Screenshot 2014-01-08 at 9.01.29 AMI’ll quibble that once one does mouse-over the hamburger (oh, what has become of our language?) the resulting menu is three layers wide (e.g., arts to books to best sellers) and can require the manual dexterity of a pianist to play it. But as I confessed, I quibble.

One other important change in this redesign is The Times’ ability to accommodate the next supposed media messiah after the pay wall: native advertising, which is code for fooling readers into thinking that marketing messages are actual content. We used to call these things advertorials — you know, those things you skipped past. Now media mythology has it that every brand should be media and all media need content. But the real question is: Do you find value in reading an opus from Dell about “Reaching Across the Office from Marketing to IT“? I don’t. I go to Dell to buy hardware, not words. As I recently warned a roomful of PR people itching to advertise natively: Content is a shitty business. Stay away! I predict that the fad will soon lose its luster.

Screenshot 2014-01-08 at 8.59.09 AM
But in the meantime, let’s at least give credit to The Times for doing native advertising right — that is, for being scrupulous about labeling it for what it is. “Paid for and posted by Dell,” says the warning atop every piece. “Written by Dell,” it says at the byline. “More paid posts from Dell,” it says to the right. Short of using the A-word — advertising — it can’t get much clearer than that. Now the question is: Will readers click and care? Will a 13-paragraph essay asking, “Can the Government Become Entrepreneurial?” sell more computers than a well-targeted coupon?

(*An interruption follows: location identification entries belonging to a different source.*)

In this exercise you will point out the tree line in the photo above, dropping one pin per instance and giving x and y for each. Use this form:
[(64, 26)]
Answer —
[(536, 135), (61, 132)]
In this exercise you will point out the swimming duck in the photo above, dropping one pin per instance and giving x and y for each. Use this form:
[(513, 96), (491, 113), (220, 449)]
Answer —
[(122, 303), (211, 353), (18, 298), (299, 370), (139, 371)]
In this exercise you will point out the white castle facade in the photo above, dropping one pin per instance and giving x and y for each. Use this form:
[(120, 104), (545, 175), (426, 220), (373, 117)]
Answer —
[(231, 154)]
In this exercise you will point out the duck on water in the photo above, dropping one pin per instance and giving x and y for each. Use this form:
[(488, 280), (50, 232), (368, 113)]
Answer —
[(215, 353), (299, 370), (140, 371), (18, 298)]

As former Times wunderkind Brian Stelter writes at CNN.com, much of the import of The Times redesign occurs behind the scenes in a new content management system that the paper says will make it easier to iterate with new technologies, obsoleting not the present site but instead the concept of the redesign. I argue that CMSes — like redesigns — are another expression of editorial ego. I’ll be egotistical enough to quote what I blogged on the topic:

It’s all about us, about our content, about how we want to make it, how we want to present it to you, how we organize it, how we make money on it, how we protect it. What we should be doing instead is turning our attention outward, from the content we make (surely after 600 years, we know how to do that) to our relationship with the public we serve and the ecosystems in which we operate.

The one thing missing from The Times redesign is me — or to put that less egotistically, you. I wish a news site would move away from its mass-production roots and devote just some proportion of its presentation to personal relevance, reducing noise and increasing engagement not through user interfaces but through delivering value. I’d like The Times to learn that I never read sports and often read about movies and devour media news and live in New Jersey and thus give me more relevance. Netflix knows what I like but my newspaper does not. Google knows where I live and work but my newspaper does not. Shouldn’t it?

This shift won’t require a redesign of pages and pixels or systems. It will require a rethinking of newsroom culture and commercial business models to emphasize service over content, outcomes over presentation, relationships over mass.

Oh, be warned: The Guardian is working on its own new systems and redesign.